Die nötigen Investitionen wären auch nicht unerheblich. Um eine Halfpipe nach internationalen Wettbewerbsstandards einen Winter lang zu betreiben, müsse man schon mit etwa 120.000 Euro rechnen, erklärt Daniel Schiessl, der als Teammanager der erst vor einem guten Jahr gegründete deutsche Freeski-Nationalmannschaft betreut.
Entspannte Exilsportler
Bei den Freeskiern geht man bislang erstaunlich gelassen mit der dürftigen Unterstützung um. Sabrina Cakmakli sagt, das seien eben sportpolitische Prozesse, die etwas länger dauern würden.
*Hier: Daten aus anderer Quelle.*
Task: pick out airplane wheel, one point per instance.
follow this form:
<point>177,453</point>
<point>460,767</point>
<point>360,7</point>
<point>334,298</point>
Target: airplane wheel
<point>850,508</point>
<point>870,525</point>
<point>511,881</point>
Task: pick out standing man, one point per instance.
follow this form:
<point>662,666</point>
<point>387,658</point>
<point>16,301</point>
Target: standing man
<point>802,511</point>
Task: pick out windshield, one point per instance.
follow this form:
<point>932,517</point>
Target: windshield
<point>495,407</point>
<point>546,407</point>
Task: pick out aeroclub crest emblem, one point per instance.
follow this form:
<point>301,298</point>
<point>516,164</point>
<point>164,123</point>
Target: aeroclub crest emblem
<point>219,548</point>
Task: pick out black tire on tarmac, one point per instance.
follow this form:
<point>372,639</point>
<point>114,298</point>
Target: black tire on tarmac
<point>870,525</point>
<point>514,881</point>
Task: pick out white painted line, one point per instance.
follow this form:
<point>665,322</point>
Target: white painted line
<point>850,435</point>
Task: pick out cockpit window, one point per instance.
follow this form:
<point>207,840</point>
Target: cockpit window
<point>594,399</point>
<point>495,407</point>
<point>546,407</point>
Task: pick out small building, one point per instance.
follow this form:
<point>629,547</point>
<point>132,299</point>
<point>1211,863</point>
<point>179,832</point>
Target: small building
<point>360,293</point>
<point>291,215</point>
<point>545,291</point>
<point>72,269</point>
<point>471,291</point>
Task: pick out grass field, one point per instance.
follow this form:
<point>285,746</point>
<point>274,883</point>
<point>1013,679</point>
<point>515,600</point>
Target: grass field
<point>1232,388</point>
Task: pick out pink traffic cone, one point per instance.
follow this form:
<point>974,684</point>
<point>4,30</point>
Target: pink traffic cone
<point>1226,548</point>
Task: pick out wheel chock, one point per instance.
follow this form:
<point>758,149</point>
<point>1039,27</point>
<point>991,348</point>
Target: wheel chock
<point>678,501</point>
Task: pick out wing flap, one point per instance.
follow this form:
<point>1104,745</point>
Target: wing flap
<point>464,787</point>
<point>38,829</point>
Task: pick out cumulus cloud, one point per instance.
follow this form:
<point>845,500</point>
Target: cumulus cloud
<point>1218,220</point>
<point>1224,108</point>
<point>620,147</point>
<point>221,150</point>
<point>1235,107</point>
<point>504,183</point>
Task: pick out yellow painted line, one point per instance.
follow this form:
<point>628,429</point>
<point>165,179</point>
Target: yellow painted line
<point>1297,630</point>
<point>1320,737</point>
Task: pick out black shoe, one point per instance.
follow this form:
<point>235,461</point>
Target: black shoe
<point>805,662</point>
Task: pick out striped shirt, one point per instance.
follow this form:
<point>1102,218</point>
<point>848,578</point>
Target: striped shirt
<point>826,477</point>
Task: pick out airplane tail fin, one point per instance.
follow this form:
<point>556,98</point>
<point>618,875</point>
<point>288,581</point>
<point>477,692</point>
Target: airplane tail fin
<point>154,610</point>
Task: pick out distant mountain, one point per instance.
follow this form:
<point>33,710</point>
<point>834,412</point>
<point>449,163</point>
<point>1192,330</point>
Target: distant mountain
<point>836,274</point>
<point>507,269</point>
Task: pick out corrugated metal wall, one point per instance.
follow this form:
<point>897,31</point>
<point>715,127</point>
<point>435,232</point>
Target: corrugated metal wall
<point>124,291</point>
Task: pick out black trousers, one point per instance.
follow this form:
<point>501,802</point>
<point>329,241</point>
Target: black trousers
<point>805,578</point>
Wenn sie mit dem Freeski-Nationalteam unterwegs sei, würden ihr ja immerhin die Hälfte der Reisekosten finanziert werden. Geld, das aus den Töpfen der Sportförderung des Bundesinnenministeriums kommt.
Für die andere Hälfte und die alltäglichen Ausgaben muss sich Cakmakli weiterhin bei potentiellen Privatsponsoren selbst anpreisen. Und weil das nicht ganz ausreicht, arbeitet sie, die im Sommer ihr Abitur bestand, nebenher noch als Bedienung in einem Restaurant. Auch Schiessl, der mit der Freeski Network GmbH eine Gesellschaft gegründet hat, welche die Interessen der Freeskier vertritt und mit dem Deutschen Skiverband (DSV) ein Kooperationsabkommen hat, arrangiert sich mit den dürftigen Verhältnissen.
Um ihre individuelle Unabhängigkeit zu erhalten, sind die Freeskier gar nicht so sehr darauf erpicht, komplett unter die raumgreifenden Fittiche des DSV genommen zu werden. So hält sich Schiessl mit Kritik an den derzeitigen Zuständen zurück. „Im europäischen Vergleich“, sagt er, „stehen wir gar nicht so schlecht da mit der Finanzierung unserer Maßnahmen.“ Es fehle eben nur die Infrastruktur.
Dass das Erfolgsdenken bei den Freeskiern nicht mit der üblichen Besessenheit von Leistungssportlern verfolgt wird, kann den Erfolg auch begünstigen. Das zeigt die Geschichte von Sabrina Cakmakli: entspannt bleiben, nicht so viel Stress machen und dann nach Sotschi fahren dürfen.